One of the strengths of this ANN approach is that the elapsed time to calculate both neonatal parameters is short which can be applied on-line and that it represents the dynamic interactions of complex relationships. These characteristics suggest a possible translational utility of these ANN models.

Insulin and leptin cord blood levels have been used as predictor of postnatal growth and weight gain in infancy. So, the establishment of ANN prenatal models that predicts these values from maternal anthropometric variables during gestation, without the need for cord blood samples, could be helpful to prognosticate infant growth and permit the possibility of conducting interventions. For example, it is tempting to speculate that infants from obese mothers that had the highest cord leptin values will probably have the worst of all weight gain but the highest BMI in infancy, since higher cord blood leptin and gestational diabetes are related to a slower weight gain and an increased BMI at 2–3 years [23, 24]. The use of these ANN models could make easy to follow growth and perhaps estimate the risk of obesity and diabetes in these children.

Conclusions

Low error percentage and short computing time makes this ANN models attractive to be applied for the prediction of UCB leptin and insulin values from maternal and neonatal anthropometric data, and possibly the on-line estimation during pregnancy, birth and infancy. In particular, the prediction of these hormone values in UCB may be of great interest to prognosticate infant growth and permit the possibility of conducting interventions before incurring costly and time-consuming events, such as neonatal morbidity.
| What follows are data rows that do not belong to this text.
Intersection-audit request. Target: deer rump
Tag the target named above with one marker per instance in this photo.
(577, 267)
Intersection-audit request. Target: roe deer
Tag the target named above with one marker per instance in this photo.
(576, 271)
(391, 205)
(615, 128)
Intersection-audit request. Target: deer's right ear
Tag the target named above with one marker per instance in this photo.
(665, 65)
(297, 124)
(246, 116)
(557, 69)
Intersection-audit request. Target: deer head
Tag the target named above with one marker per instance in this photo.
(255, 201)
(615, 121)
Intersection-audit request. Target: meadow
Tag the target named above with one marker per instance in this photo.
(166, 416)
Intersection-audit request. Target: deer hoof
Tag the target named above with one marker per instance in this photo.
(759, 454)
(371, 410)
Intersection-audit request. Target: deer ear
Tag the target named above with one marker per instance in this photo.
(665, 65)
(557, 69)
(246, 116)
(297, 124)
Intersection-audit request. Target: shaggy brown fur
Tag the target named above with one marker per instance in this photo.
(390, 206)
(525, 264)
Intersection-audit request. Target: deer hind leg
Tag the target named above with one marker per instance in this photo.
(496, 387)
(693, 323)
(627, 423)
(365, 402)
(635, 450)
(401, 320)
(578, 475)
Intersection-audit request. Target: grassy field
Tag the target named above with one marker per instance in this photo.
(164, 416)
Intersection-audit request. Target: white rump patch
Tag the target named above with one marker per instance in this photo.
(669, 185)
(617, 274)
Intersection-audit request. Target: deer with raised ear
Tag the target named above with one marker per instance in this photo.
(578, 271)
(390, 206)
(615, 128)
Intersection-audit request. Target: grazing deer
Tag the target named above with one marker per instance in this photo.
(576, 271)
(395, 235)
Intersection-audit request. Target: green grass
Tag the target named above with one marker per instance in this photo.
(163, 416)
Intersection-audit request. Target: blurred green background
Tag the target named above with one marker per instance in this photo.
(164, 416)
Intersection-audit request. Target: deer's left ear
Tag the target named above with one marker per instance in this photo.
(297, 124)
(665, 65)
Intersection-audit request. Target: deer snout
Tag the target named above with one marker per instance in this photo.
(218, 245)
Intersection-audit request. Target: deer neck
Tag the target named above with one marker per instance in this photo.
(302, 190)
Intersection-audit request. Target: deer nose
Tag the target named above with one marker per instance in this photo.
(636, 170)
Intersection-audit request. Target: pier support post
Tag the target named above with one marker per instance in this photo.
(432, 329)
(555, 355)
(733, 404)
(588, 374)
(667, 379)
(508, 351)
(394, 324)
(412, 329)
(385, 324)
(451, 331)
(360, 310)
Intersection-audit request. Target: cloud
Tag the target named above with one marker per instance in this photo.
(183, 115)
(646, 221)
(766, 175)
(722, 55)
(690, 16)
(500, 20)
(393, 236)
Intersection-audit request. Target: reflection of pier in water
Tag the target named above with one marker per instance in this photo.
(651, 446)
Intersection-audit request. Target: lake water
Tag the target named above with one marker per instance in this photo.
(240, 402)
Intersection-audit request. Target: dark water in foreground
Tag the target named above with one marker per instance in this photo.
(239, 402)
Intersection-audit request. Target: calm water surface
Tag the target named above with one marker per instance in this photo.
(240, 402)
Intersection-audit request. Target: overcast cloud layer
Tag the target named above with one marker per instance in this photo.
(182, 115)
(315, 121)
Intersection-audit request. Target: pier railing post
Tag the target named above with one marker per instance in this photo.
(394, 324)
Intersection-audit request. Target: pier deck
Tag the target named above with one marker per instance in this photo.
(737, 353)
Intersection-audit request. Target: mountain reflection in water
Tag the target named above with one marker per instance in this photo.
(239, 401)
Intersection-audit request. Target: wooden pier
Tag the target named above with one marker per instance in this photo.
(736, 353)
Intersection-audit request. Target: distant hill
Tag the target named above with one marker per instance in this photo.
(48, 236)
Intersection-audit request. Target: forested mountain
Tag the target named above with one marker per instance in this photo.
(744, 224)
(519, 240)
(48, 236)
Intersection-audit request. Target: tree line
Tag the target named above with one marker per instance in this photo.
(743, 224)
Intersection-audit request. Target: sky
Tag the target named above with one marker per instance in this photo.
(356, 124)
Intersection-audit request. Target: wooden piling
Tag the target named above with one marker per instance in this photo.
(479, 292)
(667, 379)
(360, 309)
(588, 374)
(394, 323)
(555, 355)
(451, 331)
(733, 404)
Moreover, the fact that the ANN prenatal model, based merely on early gestation anthropometric maternal information, was able to confidently simulate UCB leptin and insulin levels, make these particular models an interesting application for following the impact of maternal anthropometrics and metabolic health on these hormone UCB values and to predict leptin and insulin values at birth from early gestation.

Abbreviations

ANN, artificial neural network; BP, back-propagation algorithm; b, biases; BMI, body mass index; EXP, experimentally measured; MBMf, final maternal BMI; MWf, final maternal weight; GE, gestational age at delivery; TANSIG, hyperbolic tangential transfer function; MBMi, initial maternal BMI; MWi, initial maternal weight; LM, Levenberg-Marquardt algorithm; LOGSIG, log-sigmoid transfer function; MA, maternal age; MH, maternal height; MM, maternal morbidity; MLP, multiple-layer perceptron; NW, neonatal birth weight; NBMI, neonatal BMI; NH, neonatal body length; NG, neonatal gender; NHC, neonatal head circumference; P, parity; ANN, predicted; RMSE, root mean square error; UCB, umbilical cord blood; W, weights.